Black British History: Culture, Community and Activism in London
Drawing from the newly digitised audio archives of the Huntleys & Bogle-L’Ouverture Publications, this practical session will invite students to respond creatively to archive material.
Students will learn about civil rights activists Jessica and Eric Huntley, and the bookshop and publishing company Bogle-L’Ouverture which they founded in west London. Through listening to selected clips from events held at the bookshop in the 1980s, students will come to understand the context in which they worked, including institutional racism and poor representation of people of colour in the media.
In considering this material, we’ll explore themes relating to the voice, identity, language, education, activism, resilience and community. The session will look at strategies the Huntleys used to spur change: community engagement, self-publishing and organising cultural events. We’ll listen to a selection of performances by prominent Black British poets that articulate experiences of racism.
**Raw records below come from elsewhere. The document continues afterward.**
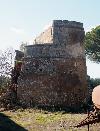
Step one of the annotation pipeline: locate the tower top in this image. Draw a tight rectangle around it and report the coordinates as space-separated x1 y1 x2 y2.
53 20 83 29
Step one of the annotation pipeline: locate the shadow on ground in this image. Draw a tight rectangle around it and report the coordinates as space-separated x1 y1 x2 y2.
0 113 28 131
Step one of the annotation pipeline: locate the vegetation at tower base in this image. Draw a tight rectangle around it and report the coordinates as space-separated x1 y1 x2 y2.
85 25 100 62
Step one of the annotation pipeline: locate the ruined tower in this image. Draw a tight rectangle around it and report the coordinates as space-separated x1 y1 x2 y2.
18 20 87 109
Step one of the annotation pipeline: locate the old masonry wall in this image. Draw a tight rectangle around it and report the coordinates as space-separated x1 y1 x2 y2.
18 20 87 110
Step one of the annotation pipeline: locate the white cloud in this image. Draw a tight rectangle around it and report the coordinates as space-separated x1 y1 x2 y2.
10 27 26 35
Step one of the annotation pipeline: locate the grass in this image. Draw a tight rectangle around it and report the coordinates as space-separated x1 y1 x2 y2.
0 109 100 131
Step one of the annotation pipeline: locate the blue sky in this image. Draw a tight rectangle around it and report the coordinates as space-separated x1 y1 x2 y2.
0 0 100 77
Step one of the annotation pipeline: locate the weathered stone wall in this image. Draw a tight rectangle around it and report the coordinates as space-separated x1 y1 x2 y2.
18 21 87 109
34 26 53 44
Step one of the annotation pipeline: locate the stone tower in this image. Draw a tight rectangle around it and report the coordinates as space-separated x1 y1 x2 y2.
18 20 87 110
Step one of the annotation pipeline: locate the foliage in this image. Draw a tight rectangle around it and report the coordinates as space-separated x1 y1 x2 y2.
20 42 28 52
85 26 100 62
88 77 100 89
0 48 15 76
0 76 10 89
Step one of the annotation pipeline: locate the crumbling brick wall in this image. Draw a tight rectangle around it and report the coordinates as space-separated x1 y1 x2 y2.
18 20 87 109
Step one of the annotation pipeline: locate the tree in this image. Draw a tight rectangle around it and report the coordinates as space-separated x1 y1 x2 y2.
85 25 100 63
0 48 15 76
20 42 28 52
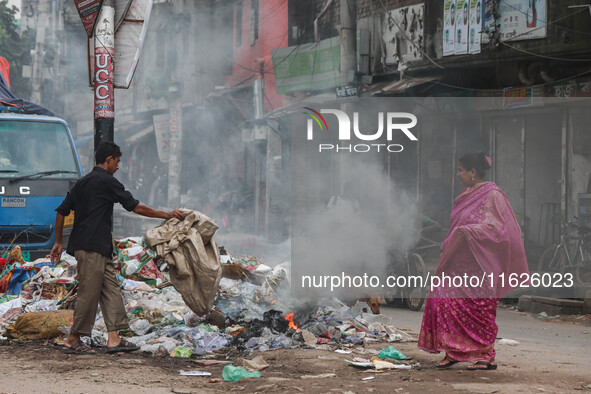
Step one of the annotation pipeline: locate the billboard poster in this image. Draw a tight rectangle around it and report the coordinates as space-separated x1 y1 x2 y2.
74 0 103 37
443 0 456 56
468 0 482 54
455 0 470 55
481 0 496 44
115 0 152 89
382 3 425 65
499 0 546 41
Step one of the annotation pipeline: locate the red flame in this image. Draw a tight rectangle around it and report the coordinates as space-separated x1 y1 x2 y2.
285 312 298 330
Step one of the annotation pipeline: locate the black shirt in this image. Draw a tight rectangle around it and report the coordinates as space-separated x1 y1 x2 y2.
56 167 139 257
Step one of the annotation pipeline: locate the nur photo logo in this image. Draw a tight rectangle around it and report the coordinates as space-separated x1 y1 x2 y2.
303 107 418 153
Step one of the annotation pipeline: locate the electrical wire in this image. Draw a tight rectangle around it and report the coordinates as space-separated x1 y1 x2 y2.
501 0 591 35
426 69 591 92
500 41 591 62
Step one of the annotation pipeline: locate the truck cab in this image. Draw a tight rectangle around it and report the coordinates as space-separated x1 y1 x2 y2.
0 107 82 260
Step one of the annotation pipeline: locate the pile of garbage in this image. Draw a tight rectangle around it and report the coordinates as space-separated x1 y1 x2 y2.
0 237 414 360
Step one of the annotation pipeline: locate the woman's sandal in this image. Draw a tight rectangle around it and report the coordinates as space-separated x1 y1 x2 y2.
468 361 497 371
64 341 96 354
436 357 459 369
105 338 140 353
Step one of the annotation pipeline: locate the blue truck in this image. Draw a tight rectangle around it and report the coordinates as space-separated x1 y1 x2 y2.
0 67 82 260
Our resources and delivery are adaptable and can fit into your schools’ timetable and scheme of work. We can deliver standalone sessions or work across multiple lessons.
Curriculum Connections
Key Stages 4 and 5:
Students will be invited to use the archives as stimulus to produce their own artistic responses, through zine-making and audio production. We’ll listen to a selection of performance poems and discuss their West Indian origin.
Students will
- Develop their ideas through investigations informed by selecting and critically analysing sources
- Acquire and develop technical skills through experimenting with new media, materials, techniques, processes and technologies with purpose and intent
- Develop knowledge and understanding of art, craft and design in historical and contemporary contexts, societies and cultures
This session will look in depth at
- Diverse national, regional, religious and ethnic identities in the United Kingdom and the need for mutual respect and understanding
The different ways in which a citizen can contribute to the improvement of their community, to include the opportunity to participate actively in community volunteering, as well as other forms of responsible activity
Students will learn about the publishing house and radical bookshop Bogle-L’Ouverture Publications and consider issues relating to the production and distribution of literature. The archive material used in the session includes performance poetry of West Indian origin.
Students will
- Be introduced to dub poetry from the 1980s and the works of three prominent Black poets
- Analyse writers’ choices of vocabulary, form, grammatical and structural features, and evaluate their effectiveness and impact
Understand and critically evaluate texts through, drawing on knowledge of the purpose, audience for and context of the writing, including its social, historical and cultural context and the literary tradition to which it belongs, to inform evaluation
Students will be introduced to a range of primary sources, looking particularly at audio recording as historical evidence. We’ll look in depth at the experiences of Black people in Britain in the 1980s.
- Develop and extend their knowledge and understanding of 20th century British history, and diversity of human experience
- The ability to understand and use critically and constructively a range of contemporary source material appropriate to the period (including written historical sources whose precise provenance is given) to frame their own valid historical questions and make their own valid historical claims
This session shares the archives of prominent civil rights activists in Britain Jessica and Eric Huntley, introducing students to the context in which they worked and their strategies for community engagement, activism and public education.
This session will look in depth at power relationships, and assess different views on factors affecting this, including social class, gender, sexuality, race, age, disability, religion and beliefs.
This session links to themes of migration, and explores the social history of Black people in Britain, with particular focus on the 1980s. Students will build critical skills in connecting history and present day phenomena.